電網郊外散歩道

本と音楽を片手に、電網郊外を散歩する風情で身辺の出来事を記録。退職後は果樹園農業と野菜作りにも取り組んでいます。

文化の日、鶴岡市の致道博物館等を訪問。

2006年11月03日 22時58分09秒 | 散歩外出ドライブ
晴れの特異日の例にもれず見事に晴れた休日、車で鶴岡市に出かけました。
見事な紅葉を見ながら月山を越えると、鶴岡市です。見慣れた市街地に入り、致道博物館へ。写真は明治初期の洋風建築である旧西田川郡役所(明治14年築)です。ここには、大昔の石器時代や縄文時代の考古学資料のほか、戊辰戦争で温情ある政策を取った西郷隆盛との縁など、鹿児島市との関係を示す資料などが展示されています。
また、庄内藩主の隠居所として使われた御隠殿にも行きました。ここは、大名屋敷の一部だった建物と古い庭園が残っており、旧藩主の鎧や、釣りを趣味とした歴代藩主の愛用の庄内竿や、先代酒井氏の撮影した写真集等が展示されています。庭園を眺める座敷の脇に、小さな茶室がありましたので、ここで抹茶をたてていただきました。映画『蝉しぐれ』で里村左内と牧文四郎が対面した場面を撮影した、まさにその場所だそうです。

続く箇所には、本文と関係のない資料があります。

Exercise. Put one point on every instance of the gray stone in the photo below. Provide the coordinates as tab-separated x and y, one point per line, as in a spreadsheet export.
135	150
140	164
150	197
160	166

静かな茶室で、庭園を眺めながらいただいた抹茶はおいしく、お菓子も甘かった。かつては鳥海山が借景となっていたそうですが、今は都市化の影響で鳥海山も見えなくなってしまったとか。でも書院庭園は心が休まります。

他の収蔵庫に陳列された、見学者も少ない民具の中には、実用的で美しい「ばんどり」や、多くの実用的な大宝寺焼の陶器などが目を引きます。また、田麦俣から移築された多層民家も貴重なものです。

ですが私には、藤沢周平が『義民が駆ける』の中で描いた、藩主酒井公を慕う領民が三方国替えの幕命を撤回させる物語をはじめとする代々の歴史を引き継いだ、先代の酒井忠明さんの平成15年 86歳 での歌会始応制歌、

「今もなほ 殿と呼ばるることありて この城下町に われ老いにけり」

という一首が、いちばん心に残りました。